Cost, flexibility and the availability of trained personnel are major reasons for the open-source boom. Hadoop, R and NoSQL are now the supporting pillars of many enterprises' big data strategies, whether they involve managing unstructured data or performing complex statistical analyses on it."
It's almost hard to keep up: SAP AG recently released a new product, SAP BusinessObjects Predictive Analysis, software that integrates algorithms from the open-source R language, which is used extensively in the academic community for advanced statistical modelling.
A few weeks before that, Teradata Corp. announced that its new integrated analytics portfolio would include R functionality as well as a connection to GeoServer, a Java-based open-source geolocation platform. Countless other companies are rushing to build links to Hadoop.
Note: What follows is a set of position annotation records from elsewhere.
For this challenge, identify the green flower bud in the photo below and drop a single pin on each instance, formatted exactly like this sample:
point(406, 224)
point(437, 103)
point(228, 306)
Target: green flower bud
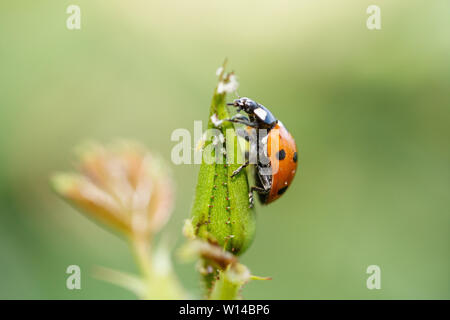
point(221, 213)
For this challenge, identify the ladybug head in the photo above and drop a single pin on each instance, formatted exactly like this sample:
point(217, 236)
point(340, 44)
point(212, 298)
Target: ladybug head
point(245, 104)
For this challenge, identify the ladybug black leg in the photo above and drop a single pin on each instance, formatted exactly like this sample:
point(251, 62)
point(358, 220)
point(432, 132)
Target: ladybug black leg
point(236, 172)
point(239, 118)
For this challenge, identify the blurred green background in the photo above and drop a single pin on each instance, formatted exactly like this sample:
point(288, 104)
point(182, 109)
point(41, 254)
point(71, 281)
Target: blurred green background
point(370, 111)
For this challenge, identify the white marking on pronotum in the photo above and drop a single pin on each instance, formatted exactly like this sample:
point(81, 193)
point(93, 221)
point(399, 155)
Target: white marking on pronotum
point(215, 120)
point(261, 113)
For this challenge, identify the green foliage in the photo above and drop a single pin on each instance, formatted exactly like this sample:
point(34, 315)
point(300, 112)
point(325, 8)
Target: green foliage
point(221, 212)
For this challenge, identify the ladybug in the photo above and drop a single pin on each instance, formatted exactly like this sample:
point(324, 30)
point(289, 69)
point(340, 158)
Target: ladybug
point(274, 147)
Widespread Adoption, Feverish Innovation
James Kobielus, then an analyst at Forrester Research Inc. (he's now senior program director for product marketing of big data analytics solutions at IBM Corp.), wrote in an e-mail message that "open-source approaches have the momentum of the most widespread adoption and the most feverish innovation."
But what's the rush?
First of all, Kobielus explains, just as open-source products ranging from Mozilla to Android have earned widespread acceptance in the IT community after some birth pains, open-source data storage and analysis software have now matured ("no longer the risky bet they were just a year or two ago," as he puts it).
Secondly, Kobielus wrote, platforms like Hadoop, R and NoSQL have enjoyed an advantage over proprietary software because they were able to evolve faster. They're also being continuously developed and refined by many different parties. Pretty soon, he predicts, open-source will begin to dominate the big data world.
"As the footprint of closed-source software shrinks in many data/analytics environments, many incumbent vendors will evolve their business models toward open-source approaches," he wrote, "and also ramp up professional services and systems integration to assist customers in their moves towards open-source, cloud-oriented analytics, much of it focused on Hadoop and R.
"Forrester regards Hadoop, for example, as the nucleus of the next-generation enterprise data warehouse (EDW) in the cloud, and R as a key codebase in the coming wave of integrated big data development tools. We also expect various open-source NoSQL databases and tools to coalesce into rich alternatives to closed-source content analytics offerings."